GDP for the first quarter is negative but share market is recovered to the level of pre lockdown. If the economy is declining, why share market is recovering?

In the last week, we have read that Indian economy has reported negative GDP of -23%. At the same time during the last 6 months, we have also read about the recovery of the share market. My inquisitive readers are definitely questions like

1.       If there was no production or service activity in the economy, how share market is recovered?

2.       If the share market is rising in spite of the nil activity, does it mean that there is no relation in the GDP, economical activities and share market trend?

Let’s understand the meaning of the GDP i.e Gross Domestic Product in the simple manner.

GDP at market prices = GVA at basic prices + Product taxes- Product subsidies

From the above equation, it’s very important to understand the meaning of GVA for understanding the concept of the GDP apart from taxes and subsidies part

Gross value added is the measure of total value of goods and services produced in the economy. In simple words, its value of the net output from the goods and services after adjusting the value of goods and services (intermediate) used for having the final output.

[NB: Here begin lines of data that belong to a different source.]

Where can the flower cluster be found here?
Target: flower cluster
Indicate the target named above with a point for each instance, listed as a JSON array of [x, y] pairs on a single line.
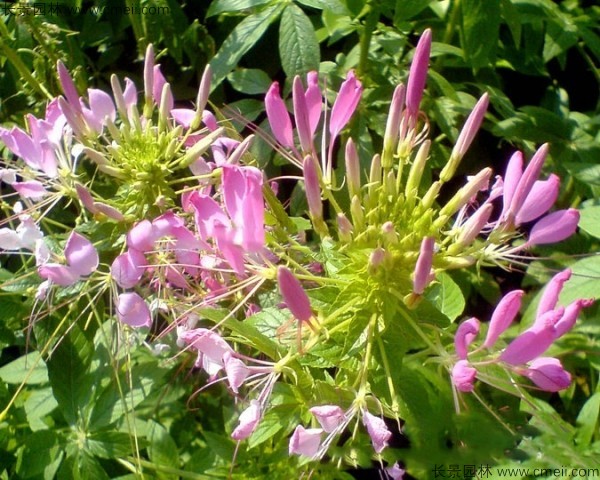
[[523, 354]]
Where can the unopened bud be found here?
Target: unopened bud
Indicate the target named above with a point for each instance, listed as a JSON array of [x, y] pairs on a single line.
[[344, 228], [352, 169]]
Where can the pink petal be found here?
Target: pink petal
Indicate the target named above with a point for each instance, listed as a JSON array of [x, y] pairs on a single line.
[[314, 101], [539, 201], [471, 127], [305, 441], [81, 255], [503, 316], [142, 237], [567, 321], [59, 274], [552, 291], [248, 421], [236, 371], [293, 294], [30, 189], [465, 334], [554, 227], [529, 177], [301, 115], [377, 430], [548, 374], [329, 416], [534, 341], [463, 376], [278, 116], [418, 73], [345, 104], [422, 273], [133, 311], [128, 268]]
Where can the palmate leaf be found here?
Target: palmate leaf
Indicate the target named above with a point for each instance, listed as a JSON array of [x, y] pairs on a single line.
[[298, 45], [240, 41]]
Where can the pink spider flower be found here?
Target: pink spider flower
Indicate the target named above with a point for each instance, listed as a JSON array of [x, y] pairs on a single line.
[[82, 260], [523, 354]]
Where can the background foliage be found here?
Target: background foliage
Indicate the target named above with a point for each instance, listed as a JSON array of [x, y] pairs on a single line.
[[78, 400]]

Let’s analyze the GVA with data given by MOSPI

Table 1: Gross Value added and Quarterly comparison

Quarterly Estimates of GVA at Basic Prices in Q1 (April-June) of 2020-21

April - June

Particulars

2018- 19

2019-20

2020-21

2019 - 20

2020 - 21

Agriculture & Forestry & Fishing

427,177

439,843

454,658

3.00

3.40

Mining & Quarrying

88,634

92,807

71,209

4.70

(23.30)

Manufacturing

561,875

578,936

351,396

3.00

(39.30)

Electricity, Gas, Water supply & other utility

74,998

81,628

78,577

8.80

(7.00)

Construction

249,913

262,868

130,750

5.20

(50.20)

Trade hotels, transport, Communication & Services related to broadcasting

609,330

630,860

334,284

3.50

(47.00)

Financial, real estate & Professional services

757,850

803,322

760,491

6.00

(5.30)

Public administration, Defense and other services

387,589

417,483

374,656

7.70

(10.30)

GAV at Basic Price

3,157,366

3,307,747

2,556,021

4.80

(22.80)

*MOSPI

It can be seen that all the Gross value added (Output) of all the sectors are increased at the declining rate as compared to the previous. Agriculture sector has expanded by 3.4% as compared to the last year. Overall output of the manufacturing, transport, hotel and construction sector has been shrunk by roughly 50%. From the above picture, we can say that this is the highest slump in the productivity in the 21st century.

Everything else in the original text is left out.